“You feel this,” I murmur, letting the words curl against the soft part of her ear. “Don’t lie to me, monster.”
She laughs, bright and terrible. “I feel…bored.”
It hits harder than a dragon’s tail to the fucking face.
The smile stays on my face because I made it to last through wars and funerals, but something ugly rakes along the inside of my ribs. I test the bond. Just a pulse. Just a little snap of heat. Nothing she can name. Andthere, the smallest falter in her breath. The tiniest catch like a wire drawn too tight.
“There you are,” I breathe, triumphant and mean.
She smooths it into a grin like it never happened. “You’re hallucinating, King Gaslight.”
I want to bite her hard enough the pain blinds her.
“Enough,” Creed says, and the corridor obeys, the braziers guttering to a sterner flame. He plants himself in the middle without quite getting between us, older-brother arrogance wrapped in a funeral coat. “You’re forcing something you’re not ready for.”
“Don’t make me kill you, brother.”
“Legend, take a fucking beat before you create a shitstorm that can’t be undone. Trust me on this.”
“She is mine.”
“So you keep saying.”
My eyes slide to his, holding.
Big brother grits his teeth. “Fine. But do not start a war in my hall because you can’t manage your teeth.”
“My teeth are perfectly managed,” I say, and then I look back at her mouth and decide that statement is a fucking tragedy.
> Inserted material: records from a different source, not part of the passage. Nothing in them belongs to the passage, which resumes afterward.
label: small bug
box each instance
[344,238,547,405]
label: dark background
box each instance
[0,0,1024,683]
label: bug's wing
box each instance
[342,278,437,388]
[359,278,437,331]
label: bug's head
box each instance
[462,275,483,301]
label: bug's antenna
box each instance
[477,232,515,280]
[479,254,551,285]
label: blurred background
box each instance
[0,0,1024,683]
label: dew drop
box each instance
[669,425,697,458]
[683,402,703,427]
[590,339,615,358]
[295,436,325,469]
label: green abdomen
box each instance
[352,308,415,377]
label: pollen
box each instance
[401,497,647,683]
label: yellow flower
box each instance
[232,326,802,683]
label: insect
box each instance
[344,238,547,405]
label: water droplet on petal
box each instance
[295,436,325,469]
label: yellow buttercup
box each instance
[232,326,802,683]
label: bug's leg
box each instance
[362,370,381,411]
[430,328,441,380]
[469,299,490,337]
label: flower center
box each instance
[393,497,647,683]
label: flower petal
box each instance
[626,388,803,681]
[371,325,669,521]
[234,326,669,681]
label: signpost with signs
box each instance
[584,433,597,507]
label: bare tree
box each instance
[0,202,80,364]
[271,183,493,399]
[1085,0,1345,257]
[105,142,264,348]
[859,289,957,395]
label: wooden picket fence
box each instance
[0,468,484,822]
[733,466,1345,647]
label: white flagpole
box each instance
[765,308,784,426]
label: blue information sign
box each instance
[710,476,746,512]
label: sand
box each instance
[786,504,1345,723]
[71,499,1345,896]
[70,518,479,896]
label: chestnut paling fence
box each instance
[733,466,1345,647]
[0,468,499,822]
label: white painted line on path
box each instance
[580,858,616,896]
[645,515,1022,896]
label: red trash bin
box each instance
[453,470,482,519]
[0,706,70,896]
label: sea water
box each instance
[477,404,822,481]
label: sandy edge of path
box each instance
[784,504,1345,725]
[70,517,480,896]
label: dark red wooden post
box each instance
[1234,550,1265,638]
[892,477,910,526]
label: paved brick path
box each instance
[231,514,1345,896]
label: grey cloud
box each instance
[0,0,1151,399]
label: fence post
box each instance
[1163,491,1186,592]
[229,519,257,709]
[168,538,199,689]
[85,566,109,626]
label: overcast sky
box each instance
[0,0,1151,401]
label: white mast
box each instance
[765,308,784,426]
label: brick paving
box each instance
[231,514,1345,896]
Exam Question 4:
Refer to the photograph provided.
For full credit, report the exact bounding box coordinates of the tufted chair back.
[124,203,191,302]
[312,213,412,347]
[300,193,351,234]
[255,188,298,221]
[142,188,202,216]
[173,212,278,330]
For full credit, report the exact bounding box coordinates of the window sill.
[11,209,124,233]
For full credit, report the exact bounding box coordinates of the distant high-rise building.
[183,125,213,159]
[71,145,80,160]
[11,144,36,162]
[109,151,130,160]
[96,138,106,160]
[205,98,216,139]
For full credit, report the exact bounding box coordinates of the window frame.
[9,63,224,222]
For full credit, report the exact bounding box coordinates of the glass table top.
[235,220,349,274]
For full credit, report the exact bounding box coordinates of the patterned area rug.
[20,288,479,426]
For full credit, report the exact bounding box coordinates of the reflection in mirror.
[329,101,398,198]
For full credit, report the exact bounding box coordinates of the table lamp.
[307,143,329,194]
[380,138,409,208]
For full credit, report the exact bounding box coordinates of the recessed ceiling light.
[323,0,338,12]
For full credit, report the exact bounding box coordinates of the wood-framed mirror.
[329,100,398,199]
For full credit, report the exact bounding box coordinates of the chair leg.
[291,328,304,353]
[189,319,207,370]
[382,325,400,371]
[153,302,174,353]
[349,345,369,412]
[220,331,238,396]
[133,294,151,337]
She’s close enough to kiss. Close enough to kill. Close enough that if I breathe deeper, we’ll share a heartbeat. It’s a miracle I’m even pretending to be civilized. “You smell like detergent,” I tell her, because it offends me on a cellular level. “Fix it.”
“Aw,” she says. “Does it mask your cologne? Smoldering ego? Notes of petrol and delusion?”
“Gasoline,” I correct softly. “And hunger.”
The bond drags a claw down my spine. I swear I feel her flinch though she attempts to mask it. She’s stone. She’s smoke. She’s the first thing I’ve wanted to worship and ruin in equal measure. The calm that used to live in my hands is a ghost.
“Run, then,” I murmur, stepping back half a breath because I’m either going to kiss her or break the wall with her spine. “I’ll give you a head start.”
“I don’t run,” she says.
I grin. “I know.”
Creed tips his chin at her. “Dorm. Now. And if you see a blade on your way, don’t pick it up.”
“Terrible advice,” she says, brushing past him like a storm in a stolen jacket.
I let her shoulder hit mine as she goes. Let the bond yank. Let the heat rip. Let the hunger kick my ribs open from the inside. I don’t follow, because I want her to feel the space I leave behind like a hand at her throat. She doesn’t look back, of course, but rounds the arch and vanishes from sight.
I stand there, smile still cutting my face, and hate how empty the corridor gets without her.
Creed watches with an expression I can’t quite place, but when he speaks, it’s not full of anger like a moment ago. It’s lower, laced with something that sounds a lot like concern. “You keep pushing like that and she’ll tear the campus apart just to spite you. That is drama we do not fucking need right now.”
“I know,” I say softly, thinking of blood on black stone, of a smear at the corner of her mouth that wasn’t mine. “I’m just teaching her to enjoy it.”
He shakes his head as if at a loss. “Dawn. Don’t be late.”
He turns away, coat whispering secrets to the floor.